I could spend the next ten pages outlining, in detail, the entirety of my insanity. For time’s sake let’s just say my morning routine is the primer on the pump for the rest of the day’s inability to sanely operate. I’m literally running out the door to get my car. It’s frenetic. I spend my entire day trying to catch up. Traffic problems because the people in front of me can’t seem to understand how late I am, and why I need them to remove themselves from my path. Computer problems, because I can’t find what I need when I need it because I was in a hurry when I saved it I have no idea where I put the file. It’s endless and all of it is terrible.
The totality of my situation culminates with me being physically and mentally exhausted by the time I get home. I’ve spent the better part of 11 hours fighting everything that presents itself to me. I’m zero help with my kids, nowhere near helping with dinner or dishes…because I’ve had a tough day. And at this time in my life…because I deserved it…multiple drinks are had and that is just setting the stage for my next “Theater of Pain” set to start again at 6:30 tomorrow morning.
Change had to come. Period. Quitting drinking and drugging was my first step, but that’s a whole other chapter to this story. Suffice it to say, once I quit drinking and drugging I started to notice all my out of control behavior. Which brings me back full circle to “Walk, Don’t Run”.
The recognition that I was hamstringing myself every day began to crystallize as I sobered up. The constant state of “rush” I was in needed to be alleviated. It seems like such a simple thing to say but I just needed to give myself more time. My procrastination to begin the inevitable…a normal day of work and family…started me at a deficit every morning and working from a position of fear that I won’t get done what I need to in a given day makes for really bad decisions.
“Walk, Don’t Run, Ross”
How though? Well I can say now after two years of implementing different things with the occasional tweaking it’s worked in ways that have to be experienced to be understood. One of the ways I was able to make “Walk, Don’t Run” work was through a mediation practice that I mentioned earlier. Mediation was a gamechanger. I have a 20-minute routine that helps me intentionally slow myself down. Starting my day with that practice level-sets me in calm. It’s not a planning period. It’s not done to figure out what my next steps for the day will bring. Rather it’s a way to slow down mentally, to set the pace for my day, a pace that I will strive to keep for everything else I do.

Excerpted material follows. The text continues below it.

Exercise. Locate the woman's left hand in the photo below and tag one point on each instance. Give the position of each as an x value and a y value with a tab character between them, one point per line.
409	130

It helps me to walk, not run. I haven’t missed more than a couple of days in two years and the cumulative effects are paying huge dividends with regards to staying calm during the day.
It’s a practiced thing at this point, but the first time I did it I was super intentional with not rushing. I would tell myself “Walk, Don’t Run” as I brushed my teeth, as I put my keys in my pocket and put my shoes on. I gave myself time to do things and sans the hurried pace, life just started getting easier. By walking out of my house and calmly getting in my car, I set the pace for my trip to work. I left with plenty of time to get to the office. It’s so stupidly simple but my God does it work. Now I get to watch people on the road freak out about the smallest thing knowing that I did the same and it just feels good to not have to do that anymore.
“Walk, Don’t Run” is where it is at for me today. I’m enjoying my sanity. I am enjoying my peace of mind. It feels good to slow down in a world where everyone puts pressure on themselves to speed up. It feels good to ease my way throughout my day rather than fight everyone and everything around me. It feels good to walk into my backdoor at night having completed a day without rushing. It feels good to Walk, Don’t Run”. Give it try, it sure does work for me.